I decided I had to get up, and I had to get out of the rehab hospital and start moving. I never will forget when the doctor told my family, “Jason never may walk again.” This world-renowned surgeon was the same doctor who had operated on Congresswoman Gabby Gifford, so he had an abundance of experience.
Once I came to the realization that I couldn’t deal with me any longer, I gave everything to God and told Him, “I can’t do this by myself.” I was completely paralyzed from the neck down and was diagnosed as a paraplegic ASIA (American Spinal Injury Association) A.
Spinal cord injuries are often described as ASIA A, B, C, D and E, to designate the level of an injury. ASIA A meant I had the least amount of function from the neck down. A few weeks later when I was doing everything I could do mentally to make my body move, I saw my right foot quiver.
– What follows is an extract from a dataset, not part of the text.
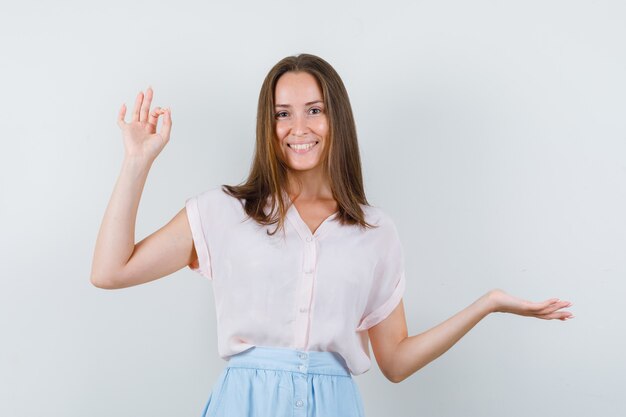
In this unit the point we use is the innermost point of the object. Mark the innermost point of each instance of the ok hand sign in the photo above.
(141, 139)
I told myself, “If my right foot can move,” something I’d been trying to do for weeks and weeks, “then my entire body can move.” Each day I tried harder and harder, and each day that foot moved some more. I went for my arms next and finally moved my right arm a little.
Day-after-day I worked as hard as possible, and at physical therapy, I’d push myself almost to the point of exhaustion to make my dead body parts come back to life. As I worked, I prayed. I learned you didn’t really know who you were until you got into a situation where you had to determine a way to try to become who you wanted to be.
I realized that when you went through adversity, trials and tribulations, you learned who you really were, and how strong or how weak you were.
After 4 years of intensive physical therapy, I have a lot of function back today but not 100 percent. My right arm and right leg are fine, but the left side of my body is still affected, although I can walk.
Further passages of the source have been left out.